The firm should ensure that its appointed representatives, tied agents, field representatives or other agents keep1 client money separately identifiable from any other money (including that of the firm) until the client money is paid into a client bank account or sent to the firm.
A firm that operates a number of small branches, but holds or accounts for all client money centrally, may treat those small branches in the same way as appointed representatives and tied agents.1
Client entitlements
Pursuant to the client money segregation requirements, a firm operating the normal approach that receives outside the United Kingdom a client entitlement on behalf of a client should pay any part of it which is client money:
2- (1)
to, or in accordance with, the instructions of the client concerned; or
- (2)
into a client bank account promptly, and in any event, no later than five business days after the firm is notified of its receipt.
Pursuant to the client money segregation requirements, a firm operating the normal approach should allocate a client entitlement that is client money to the individual client promptly and, in any case, no later than ten business days after notification of receipt.
2Money due to a client from a firm
Pursuant to the client money segregation requirements, a firm operating the normal approach that is liable to pay money to a client should promptly, and in any event no later than one business day after the money is due and payable, pay the money:
2- (1)
to, or to the order of, the client; or
- (2)
into a client bank account.
Segregation in different currency
A firm may segregate client money in a different currency from that of receipt. If it does so, the firm must ensure that the amount held is adjusted each day to an amount at least equal to the original currency amount (or the currency in which the firm has its liability to its clients, if different), translated at the previous day's closing spot exchange rate.
The rule on segregation of client money in a different currency (CASS 7.4.30 R) does not apply where the client has instructed the firm to convert the money into and hold it in a different currency.

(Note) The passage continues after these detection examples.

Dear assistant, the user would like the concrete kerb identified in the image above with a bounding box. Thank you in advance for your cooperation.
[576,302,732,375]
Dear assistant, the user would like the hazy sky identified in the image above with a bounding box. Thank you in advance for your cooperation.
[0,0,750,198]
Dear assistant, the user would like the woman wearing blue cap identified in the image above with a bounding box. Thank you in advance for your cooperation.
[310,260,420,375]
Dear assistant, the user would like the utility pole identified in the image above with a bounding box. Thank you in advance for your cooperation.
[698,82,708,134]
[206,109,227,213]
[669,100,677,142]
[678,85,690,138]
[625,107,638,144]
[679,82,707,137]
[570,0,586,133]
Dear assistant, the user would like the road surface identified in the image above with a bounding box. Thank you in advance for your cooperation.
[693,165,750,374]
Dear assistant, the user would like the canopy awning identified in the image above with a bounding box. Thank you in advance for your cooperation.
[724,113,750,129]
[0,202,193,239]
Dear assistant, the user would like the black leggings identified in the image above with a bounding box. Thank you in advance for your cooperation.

Commodity Futures Trading Commission Part 30 exemption order
1United States (US) legislation restricts the ability of non-US firms to trade on behalf of US customers on non-US futures and options exchanges. The relevant US regulator (the CFTC) operates an exemption system for firms authorised by the FSA. The FSA sponsors the application from a firm for exemption from Part 30 of the General Regulations under the US Commodity Exchange Act in line with this system. The application forms and associated information can be found on the FSA website in the "Forms" section.
1A firm with a Part 30 exemption order undertakes to the CFTC that it will refuse to allow any US customer to opt not to have his money treated as client money if it is held or received in respect of transactions on non-US exchanges, unless that US customer is an "eligible contract participant" as defined in section 1a(12) of the Commodity Exchange Act, 7 U.S.C. In doing so, the firm is representing that if available to it, it will not make use of the opt-out arrangements in CASS 7.1.7B R to CASS 7.1.7F R in relation to that business.2
21A firm must not reduce the amount of, or cancel a letter of credit issued under, an LME bond arrangement where this will cause the firm to be in breach of its Part 30 exemption order.